I think as "master teachers" our instincts and inputs in regards to individual kids is going to hold a fair amount of water with many of the people we work with on a daily basis. Lets increase that experience base.

-- Anonymous, November 11, 1998

I really like the idea of one booklet for a reference. It would make life so much easier. Sort of on the order of a phone booklet. Having it divided into categories with a short paragraph of what each source has to offer with the names, phone numbers and addresses including email would be great. Have all the presentors provide that information to Peg and have the university put the booklet together for everyone who attended any or all of the sessions.

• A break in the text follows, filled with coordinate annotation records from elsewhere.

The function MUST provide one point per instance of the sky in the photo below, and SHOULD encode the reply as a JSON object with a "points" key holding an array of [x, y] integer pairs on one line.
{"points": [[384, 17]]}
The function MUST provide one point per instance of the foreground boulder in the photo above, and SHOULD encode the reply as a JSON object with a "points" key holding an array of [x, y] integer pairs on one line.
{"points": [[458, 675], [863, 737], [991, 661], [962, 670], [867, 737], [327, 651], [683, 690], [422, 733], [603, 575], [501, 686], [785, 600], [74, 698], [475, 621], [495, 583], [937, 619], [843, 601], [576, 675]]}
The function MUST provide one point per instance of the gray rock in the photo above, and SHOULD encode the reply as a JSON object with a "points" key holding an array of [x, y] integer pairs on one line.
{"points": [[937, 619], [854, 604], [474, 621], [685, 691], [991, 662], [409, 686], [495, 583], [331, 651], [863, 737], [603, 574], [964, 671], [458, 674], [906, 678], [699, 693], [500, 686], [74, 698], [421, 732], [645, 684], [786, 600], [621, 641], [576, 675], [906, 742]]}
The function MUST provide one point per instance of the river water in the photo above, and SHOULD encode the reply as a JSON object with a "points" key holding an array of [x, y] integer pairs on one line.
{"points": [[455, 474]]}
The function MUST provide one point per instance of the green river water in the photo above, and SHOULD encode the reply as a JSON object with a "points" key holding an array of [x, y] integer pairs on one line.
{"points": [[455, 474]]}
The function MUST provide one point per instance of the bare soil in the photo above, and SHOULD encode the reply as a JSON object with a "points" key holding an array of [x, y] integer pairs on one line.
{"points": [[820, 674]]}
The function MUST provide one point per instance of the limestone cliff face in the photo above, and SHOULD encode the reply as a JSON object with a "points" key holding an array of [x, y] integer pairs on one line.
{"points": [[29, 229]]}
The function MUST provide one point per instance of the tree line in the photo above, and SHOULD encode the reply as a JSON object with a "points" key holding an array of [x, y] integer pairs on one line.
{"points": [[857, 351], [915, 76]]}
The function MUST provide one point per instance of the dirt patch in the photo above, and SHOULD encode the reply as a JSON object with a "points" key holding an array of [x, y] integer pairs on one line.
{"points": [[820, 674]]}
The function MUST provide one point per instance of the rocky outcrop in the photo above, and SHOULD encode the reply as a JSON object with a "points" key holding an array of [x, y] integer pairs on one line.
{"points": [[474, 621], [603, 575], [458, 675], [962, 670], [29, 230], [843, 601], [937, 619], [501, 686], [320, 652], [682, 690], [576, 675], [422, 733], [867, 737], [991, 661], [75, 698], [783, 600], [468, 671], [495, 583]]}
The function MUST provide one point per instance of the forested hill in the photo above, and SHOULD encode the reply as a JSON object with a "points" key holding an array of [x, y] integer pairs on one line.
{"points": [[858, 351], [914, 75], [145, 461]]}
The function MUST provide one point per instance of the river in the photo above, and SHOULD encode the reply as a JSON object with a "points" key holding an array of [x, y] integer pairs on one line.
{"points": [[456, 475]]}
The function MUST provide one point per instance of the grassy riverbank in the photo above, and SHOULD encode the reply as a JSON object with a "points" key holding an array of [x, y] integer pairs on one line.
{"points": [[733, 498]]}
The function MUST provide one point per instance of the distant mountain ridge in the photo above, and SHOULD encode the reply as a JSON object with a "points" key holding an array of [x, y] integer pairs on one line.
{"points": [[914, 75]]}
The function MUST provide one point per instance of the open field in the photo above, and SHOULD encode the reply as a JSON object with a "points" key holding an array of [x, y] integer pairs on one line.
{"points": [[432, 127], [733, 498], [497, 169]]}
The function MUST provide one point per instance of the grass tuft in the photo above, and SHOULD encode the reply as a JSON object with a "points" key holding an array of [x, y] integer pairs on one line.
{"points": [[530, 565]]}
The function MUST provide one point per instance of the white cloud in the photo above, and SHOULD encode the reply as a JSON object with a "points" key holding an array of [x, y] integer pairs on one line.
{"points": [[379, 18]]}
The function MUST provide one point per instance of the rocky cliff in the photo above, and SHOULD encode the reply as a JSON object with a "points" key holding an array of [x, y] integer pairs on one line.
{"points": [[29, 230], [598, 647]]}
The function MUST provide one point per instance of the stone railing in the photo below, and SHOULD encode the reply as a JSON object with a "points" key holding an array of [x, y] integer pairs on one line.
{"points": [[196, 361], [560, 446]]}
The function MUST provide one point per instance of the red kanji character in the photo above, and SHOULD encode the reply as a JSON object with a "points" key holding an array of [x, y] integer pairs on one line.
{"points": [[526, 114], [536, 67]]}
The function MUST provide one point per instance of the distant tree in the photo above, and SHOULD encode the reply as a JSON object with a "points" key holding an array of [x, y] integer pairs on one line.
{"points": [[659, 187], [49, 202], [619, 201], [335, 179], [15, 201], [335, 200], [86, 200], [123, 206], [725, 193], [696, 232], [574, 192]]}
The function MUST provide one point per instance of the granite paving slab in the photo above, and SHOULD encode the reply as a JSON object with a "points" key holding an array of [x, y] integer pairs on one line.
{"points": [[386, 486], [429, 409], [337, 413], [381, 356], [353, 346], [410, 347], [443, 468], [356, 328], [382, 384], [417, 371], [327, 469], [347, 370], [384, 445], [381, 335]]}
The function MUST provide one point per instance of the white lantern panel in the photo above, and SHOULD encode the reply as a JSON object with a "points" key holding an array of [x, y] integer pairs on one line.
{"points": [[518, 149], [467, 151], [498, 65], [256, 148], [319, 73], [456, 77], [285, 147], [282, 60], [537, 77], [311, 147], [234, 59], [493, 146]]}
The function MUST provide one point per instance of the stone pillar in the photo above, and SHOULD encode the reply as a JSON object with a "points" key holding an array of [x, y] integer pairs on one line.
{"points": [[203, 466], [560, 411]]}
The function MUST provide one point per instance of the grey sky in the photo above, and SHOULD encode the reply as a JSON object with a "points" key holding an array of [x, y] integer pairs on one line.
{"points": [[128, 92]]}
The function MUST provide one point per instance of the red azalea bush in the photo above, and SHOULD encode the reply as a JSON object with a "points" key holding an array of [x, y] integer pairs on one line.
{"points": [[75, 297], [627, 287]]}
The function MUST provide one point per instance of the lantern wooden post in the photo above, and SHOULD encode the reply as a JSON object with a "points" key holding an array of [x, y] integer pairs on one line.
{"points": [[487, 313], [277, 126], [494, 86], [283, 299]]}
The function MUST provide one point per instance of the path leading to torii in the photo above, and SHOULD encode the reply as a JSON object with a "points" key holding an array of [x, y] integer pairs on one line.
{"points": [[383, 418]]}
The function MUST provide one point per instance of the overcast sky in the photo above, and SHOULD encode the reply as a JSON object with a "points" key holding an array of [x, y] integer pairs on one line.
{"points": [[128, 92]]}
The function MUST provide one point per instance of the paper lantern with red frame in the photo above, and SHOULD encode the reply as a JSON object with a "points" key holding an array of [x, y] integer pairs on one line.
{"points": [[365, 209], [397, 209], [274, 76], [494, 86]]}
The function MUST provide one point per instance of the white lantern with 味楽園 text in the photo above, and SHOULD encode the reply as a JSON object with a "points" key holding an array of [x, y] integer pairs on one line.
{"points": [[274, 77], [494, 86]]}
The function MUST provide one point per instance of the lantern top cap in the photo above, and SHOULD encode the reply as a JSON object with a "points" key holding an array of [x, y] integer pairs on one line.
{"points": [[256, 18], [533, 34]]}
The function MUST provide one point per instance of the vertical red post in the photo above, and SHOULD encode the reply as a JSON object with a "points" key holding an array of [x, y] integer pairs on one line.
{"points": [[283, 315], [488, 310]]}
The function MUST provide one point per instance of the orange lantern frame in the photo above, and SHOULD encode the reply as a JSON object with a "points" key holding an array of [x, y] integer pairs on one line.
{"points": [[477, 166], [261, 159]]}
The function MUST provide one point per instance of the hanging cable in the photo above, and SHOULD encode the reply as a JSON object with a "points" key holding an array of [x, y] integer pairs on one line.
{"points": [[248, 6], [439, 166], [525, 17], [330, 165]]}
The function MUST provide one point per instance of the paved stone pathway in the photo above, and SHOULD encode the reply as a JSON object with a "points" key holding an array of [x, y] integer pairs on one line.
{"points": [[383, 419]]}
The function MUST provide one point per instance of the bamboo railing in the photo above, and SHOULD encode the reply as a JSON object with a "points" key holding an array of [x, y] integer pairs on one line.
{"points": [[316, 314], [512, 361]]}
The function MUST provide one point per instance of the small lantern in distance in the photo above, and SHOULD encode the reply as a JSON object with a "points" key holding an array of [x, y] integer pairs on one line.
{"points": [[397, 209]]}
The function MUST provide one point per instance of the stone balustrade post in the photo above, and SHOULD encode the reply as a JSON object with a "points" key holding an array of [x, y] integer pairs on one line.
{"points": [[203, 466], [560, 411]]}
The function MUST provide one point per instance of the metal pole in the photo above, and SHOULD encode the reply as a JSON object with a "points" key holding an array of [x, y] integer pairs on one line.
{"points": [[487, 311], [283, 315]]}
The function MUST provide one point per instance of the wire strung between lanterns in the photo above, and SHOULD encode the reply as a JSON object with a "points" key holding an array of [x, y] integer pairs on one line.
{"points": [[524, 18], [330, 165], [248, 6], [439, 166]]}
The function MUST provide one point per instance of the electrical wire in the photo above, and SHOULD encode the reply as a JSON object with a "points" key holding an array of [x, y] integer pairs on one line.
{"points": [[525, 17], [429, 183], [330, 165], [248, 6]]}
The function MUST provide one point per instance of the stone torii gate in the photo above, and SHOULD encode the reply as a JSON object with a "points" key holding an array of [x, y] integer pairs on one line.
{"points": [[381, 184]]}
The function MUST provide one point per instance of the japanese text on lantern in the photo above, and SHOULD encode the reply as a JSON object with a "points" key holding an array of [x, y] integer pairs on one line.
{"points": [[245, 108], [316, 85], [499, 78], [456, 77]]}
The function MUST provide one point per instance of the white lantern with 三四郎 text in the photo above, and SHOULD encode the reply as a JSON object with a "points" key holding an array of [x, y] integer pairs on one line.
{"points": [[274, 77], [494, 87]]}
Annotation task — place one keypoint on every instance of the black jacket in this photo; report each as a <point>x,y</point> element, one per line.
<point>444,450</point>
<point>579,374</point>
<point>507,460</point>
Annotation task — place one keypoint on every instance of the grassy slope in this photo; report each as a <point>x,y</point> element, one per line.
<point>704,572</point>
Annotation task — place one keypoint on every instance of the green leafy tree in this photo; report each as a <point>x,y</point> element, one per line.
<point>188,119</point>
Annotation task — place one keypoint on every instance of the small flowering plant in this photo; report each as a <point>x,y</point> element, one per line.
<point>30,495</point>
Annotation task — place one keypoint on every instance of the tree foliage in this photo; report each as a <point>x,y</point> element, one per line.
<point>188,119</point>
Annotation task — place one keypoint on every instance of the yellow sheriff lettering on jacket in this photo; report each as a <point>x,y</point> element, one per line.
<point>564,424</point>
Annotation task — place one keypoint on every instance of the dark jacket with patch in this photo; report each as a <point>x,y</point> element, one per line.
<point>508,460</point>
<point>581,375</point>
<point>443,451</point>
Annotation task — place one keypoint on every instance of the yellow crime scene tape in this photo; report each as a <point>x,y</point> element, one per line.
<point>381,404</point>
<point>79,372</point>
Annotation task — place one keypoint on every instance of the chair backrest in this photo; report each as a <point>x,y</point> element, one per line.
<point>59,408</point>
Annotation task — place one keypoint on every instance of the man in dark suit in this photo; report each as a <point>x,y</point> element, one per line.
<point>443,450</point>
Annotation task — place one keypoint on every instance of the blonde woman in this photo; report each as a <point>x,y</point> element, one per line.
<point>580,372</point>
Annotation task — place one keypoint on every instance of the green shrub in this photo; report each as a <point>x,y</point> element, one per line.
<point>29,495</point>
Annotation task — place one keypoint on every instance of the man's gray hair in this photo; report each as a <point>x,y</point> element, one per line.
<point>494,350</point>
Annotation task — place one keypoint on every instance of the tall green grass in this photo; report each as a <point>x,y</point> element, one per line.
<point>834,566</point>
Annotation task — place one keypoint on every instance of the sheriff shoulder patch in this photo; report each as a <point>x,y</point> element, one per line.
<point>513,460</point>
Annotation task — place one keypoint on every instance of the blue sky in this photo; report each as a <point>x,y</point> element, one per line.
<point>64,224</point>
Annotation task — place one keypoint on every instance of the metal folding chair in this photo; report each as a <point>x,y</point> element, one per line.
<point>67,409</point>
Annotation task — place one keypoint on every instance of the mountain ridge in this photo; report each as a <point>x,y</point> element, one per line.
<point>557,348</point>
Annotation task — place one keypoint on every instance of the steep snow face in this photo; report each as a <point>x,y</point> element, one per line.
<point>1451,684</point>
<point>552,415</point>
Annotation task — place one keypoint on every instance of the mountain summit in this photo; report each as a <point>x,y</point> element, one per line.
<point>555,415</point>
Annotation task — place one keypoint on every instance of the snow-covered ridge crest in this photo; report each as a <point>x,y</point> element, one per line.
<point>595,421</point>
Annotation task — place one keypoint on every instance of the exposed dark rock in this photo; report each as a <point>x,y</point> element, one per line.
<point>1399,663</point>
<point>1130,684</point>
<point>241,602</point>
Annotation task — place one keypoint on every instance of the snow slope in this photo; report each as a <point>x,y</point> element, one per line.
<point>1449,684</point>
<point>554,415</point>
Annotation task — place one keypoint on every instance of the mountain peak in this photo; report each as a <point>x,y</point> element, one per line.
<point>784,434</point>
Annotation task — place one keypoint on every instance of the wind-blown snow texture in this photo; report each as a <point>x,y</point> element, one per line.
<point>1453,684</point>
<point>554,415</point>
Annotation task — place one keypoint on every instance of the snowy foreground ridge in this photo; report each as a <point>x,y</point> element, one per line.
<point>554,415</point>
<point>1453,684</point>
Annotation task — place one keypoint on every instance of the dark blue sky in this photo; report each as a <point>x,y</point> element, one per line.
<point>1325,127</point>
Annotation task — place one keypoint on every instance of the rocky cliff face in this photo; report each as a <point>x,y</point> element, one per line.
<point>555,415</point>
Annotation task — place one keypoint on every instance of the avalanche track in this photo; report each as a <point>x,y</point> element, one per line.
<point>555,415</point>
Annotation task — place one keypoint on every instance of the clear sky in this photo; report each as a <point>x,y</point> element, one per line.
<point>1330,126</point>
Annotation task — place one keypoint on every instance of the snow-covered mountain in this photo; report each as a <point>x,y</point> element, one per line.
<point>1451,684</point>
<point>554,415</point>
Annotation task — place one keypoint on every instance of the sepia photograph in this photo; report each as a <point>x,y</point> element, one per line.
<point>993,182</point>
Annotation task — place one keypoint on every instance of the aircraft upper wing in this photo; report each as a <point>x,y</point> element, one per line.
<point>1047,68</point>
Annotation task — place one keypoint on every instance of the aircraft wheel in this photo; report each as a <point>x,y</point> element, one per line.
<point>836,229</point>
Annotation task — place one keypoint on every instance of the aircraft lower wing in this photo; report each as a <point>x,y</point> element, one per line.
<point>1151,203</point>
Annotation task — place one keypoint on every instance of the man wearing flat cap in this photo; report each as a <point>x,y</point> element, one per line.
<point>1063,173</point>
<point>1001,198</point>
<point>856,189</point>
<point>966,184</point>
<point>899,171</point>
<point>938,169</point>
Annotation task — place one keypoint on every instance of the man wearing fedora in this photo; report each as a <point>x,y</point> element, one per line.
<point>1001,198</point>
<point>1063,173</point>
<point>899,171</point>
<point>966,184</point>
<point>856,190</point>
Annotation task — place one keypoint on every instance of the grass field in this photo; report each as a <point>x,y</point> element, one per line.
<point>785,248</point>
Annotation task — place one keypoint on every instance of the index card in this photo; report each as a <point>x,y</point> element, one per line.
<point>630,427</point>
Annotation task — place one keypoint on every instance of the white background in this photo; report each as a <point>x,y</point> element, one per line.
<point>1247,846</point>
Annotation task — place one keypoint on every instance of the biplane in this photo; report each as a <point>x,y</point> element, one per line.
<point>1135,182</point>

-- Anonymous, November 14, 1998

Although the reference booklet would be a great resource, I think it would take considerable time and effort to compile all the information and have it printed. I'm not sure this all could be accomplished by March 3 along with coordinating all the presenters.

The Duluth Playhouse, in collaboration with the first witness Child Abuse Resource Center and the Mental Health Association of Minnesota, has begun a peer education program this year dealing with the issues of sexual abuse and harrassment, substance abuse, violence, eating disorders, peer pressure, depression and suicide. A company of 15 high school students from Duluth, Hermantown, Esko and Cloquet present the plays "Touch" and "Talk It Out." They are designed to promote discussion and/or be used as a supplement to existing classes or assemblies. It addresses serious issues but is presented with "humor, honesty and tenderness." For every performance, the students perform with a trained health professional serving as moderator; his or role is that of facilitator during and after the schow, asking and answering questions from the audience. I think it would be an excellent opportunity for us all to see these performances and consider bringing them into our schools or organizations. Since so many of the topics we have discussed in the Toxic Child series are addressed in these performances, it would be an appropriate wrap-up. Live theater can have a powerful impact, and these teens can be effective role models for our students. It provides an alternative method to educate children and teens on difficult issues. The peer education program is part of Illusion Theater's program of Peer education/prevention plays and has had a long and successful history. Illusion's award-winning productions have been presented to more than 900,000 people nationally and internationally. Duluth is fortunate to have the opportunity to take part in this program. I have a flyer if anyone would like more information.

-- Anonymous, November 21, 1998

I like Sandy's suggestion. I think bringing in students who can share their feelings and experiences can give us a valuable perspective on what children and teens are dealing with today and how we as educators can support them. It will allow us to get to know students who are involved in trying to reach out to peers and provide a positive support system. It would also be beneficial to listen to representatives from the legal system(both law enforcement and the court system) as they both often deal with students and families. The more resources we are aware of , the more we can understand what is affecting learning and classroom behaviors.